Re: [PATCH 1/5] sched/topology: Introduce for_each_numa_node() iterator

Andrea Righi <arighi@xxxxxxxxxx> · Fri, 7 Feb 2025 16:44:07 +0100

Hi Yury,

On Thu, Feb 06, 2025 at 10:57:19PM -0500, Yury Norov wrote:
> On Thu, Feb 06, 2025 at 09:15:31PM +0100, Andrea Righi wrote:
...
> > @@ -261,6 +267,29 @@ sched_numa_hop_mask(unsigned int node, unsigned int hops)
> >  }
> >  #endif	/* CONFIG_NUMA */
> >  
> > +/**
> > + * for_each_numa_node - iterate over NUMA nodes at increasing hop distances
> > + *                      from a given starting node.
> > + * @node: the iteration variable, representing the current NUMA node.
> > + * @start: the NUMA node to start the iteration from.
> > + * @visited: a nodemask_t to track the visited nodes.
> 
> nit: s/nodemask_t/nodemask

The type is actually nodemask_t, do you think it's better to mention
nodemask instead?

> 
> > + * @state: state of NUMA nodes to iterate.
> > + *
> > + * This macro iterates over NUMA nodes in increasing distance from
> > + * @start_node and yields MAX_NUMNODES when all the nodes have been
> > + * visited.
> > + *
> > + * The difference between for_each_node() and for_each_numa_node() is that
> > + * the former allows to iterate over nodes in no particular order, whereas
> > + * the latter iterates over nodes in increasing order of distance.
> 
> for_each_node iterates them in numerical order. 

Oh yes, much better. :)

> 
> > + *
> > + * Requires rcu_lock to be held.
> > + */
> 
> Please mention complexity here, which is O(N^2). 
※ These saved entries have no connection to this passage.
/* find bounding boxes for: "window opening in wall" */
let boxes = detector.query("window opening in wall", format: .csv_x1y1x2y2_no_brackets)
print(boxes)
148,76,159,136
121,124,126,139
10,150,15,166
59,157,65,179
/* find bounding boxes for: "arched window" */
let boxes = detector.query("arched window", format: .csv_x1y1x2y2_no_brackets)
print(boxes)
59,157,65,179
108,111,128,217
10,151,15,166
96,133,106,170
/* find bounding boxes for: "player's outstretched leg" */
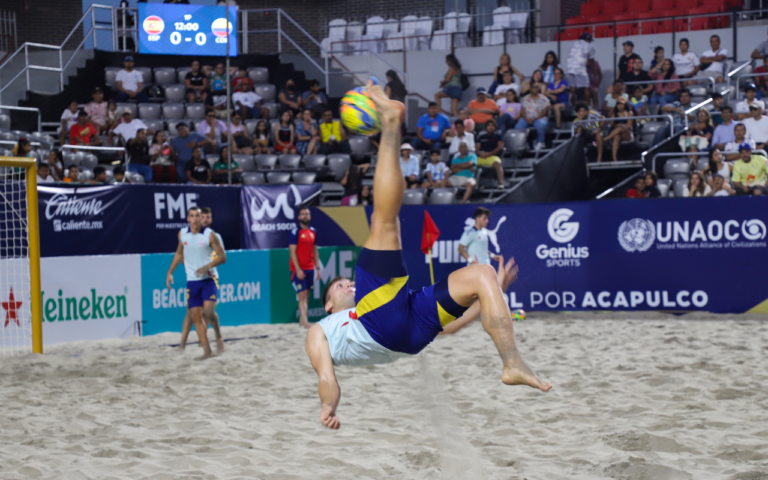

Ok. Will also add a comment to describe why it's O(N^2).

> 
> > +#define for_each_numa_node(node, start, visited, state)				\
> > +	for (node = start;							\
> > +	     node != MAX_NUMNODES;						\
> > +	     node = sched_numa_node(&(visited), start, state))
> 
> Please braces around parameters.

Ok.

> 
> 'node < MAX_NUMNODES' is better. It will cost you nothing but will give
> some guarantee that if user passes broken start value, we don't call
> sched_numa_node().

Good point.

> 
> What about:
>         start = -EINVAL;
>         foe_each_numa_node(node, start, visited, N_ONLINE)
>                 do_something(node);
> 
> Whatever garbage user puts in 'start', at the very first iteration,
> do_something() will be executed against it. Offline node, -EINVAL or
> NUMA_NO_NODE are the examples.

So, my idea was actually to use start == NUMA_NO_NODE for all the cases
where the starting node doesn't matter, for example when calling
scx_bpf_pick_idle_cpu(), that doesn't have a prev_cpu context.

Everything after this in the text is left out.